When she won the 2022 Critics Award earlier this month, Jane Campion commented, when accepting, that Venus and Serena Williams who were in the audience, were "such marvels". She was right.
The champion tennis superstars were present at the ceremony to support the film King Richard, based on their father's life.
They are such marvels and Campion should have stopped there. But for some unfathomable reason she then added "However, you don't play against the guys, like I have to". Whatever possessed her to add that rider?
Because there is no comparison.
Campion has since apologised for her remark. She "had not intended to devalue these two legendary black women and world-class athletes".
The Williams sisters, on the other hand, as African American women, won a completely different battle.
With racist laws still on the statutes in some states and ingrained white community hatred hidden, but not always, just below the surface, theirs was a fight from birth.
They became Grand Slam title winners and world No1 tennis players in the face of all that.
Their autobiographies and many biographies paint a picture of young girls when growing up, whose lives could have been very different had it not been for their parents, particularly their father.
He made them believe in their greatness. He taught them that winning on the tennis courts start first by winning in the mind.
Work on that and the knockbacks and setbacks can be overcome.
They must be overjoyed that the movie about their father's life, King Richard, played by Will Smith, won him the Oscar for Best Actor at this year's Academy Awards too.

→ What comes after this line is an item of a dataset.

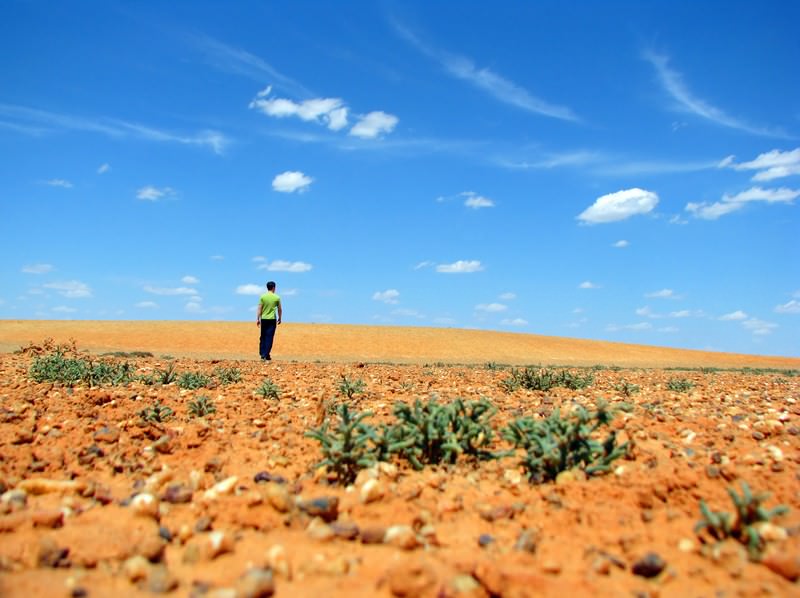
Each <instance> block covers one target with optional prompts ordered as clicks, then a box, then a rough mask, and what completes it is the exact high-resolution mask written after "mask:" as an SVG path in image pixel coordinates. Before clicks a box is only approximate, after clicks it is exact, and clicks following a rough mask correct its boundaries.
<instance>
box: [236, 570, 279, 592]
mask: <svg viewBox="0 0 800 598" xmlns="http://www.w3.org/2000/svg"><path fill="white" fill-rule="evenodd" d="M274 593H275V580H274V579H273V577H272V571H270V570H269V569H250V570H248V571H247V572H246V573H245V574H244V575H242V577H240V578H239V580H238V581H237V582H236V598H266V597H267V596H272V595H273V594H274Z"/></svg>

I'm not sure what they would think of him smacking the comedian Chris Rock on stage when he told a joke at the expense of Will's wife.
I look forward to seeing the movie The Power of the Dog.
Watching the trailer and seeing the central Otago landscape in all its glory makes the movie feel personal.
We know where it was filmed and who directed it - an accomplished New Zealand film director, now the winner of this year's Best Director Academy Award.
No doubt the guys will be sitting up and taking notice. Another barrier toppled in yet another field.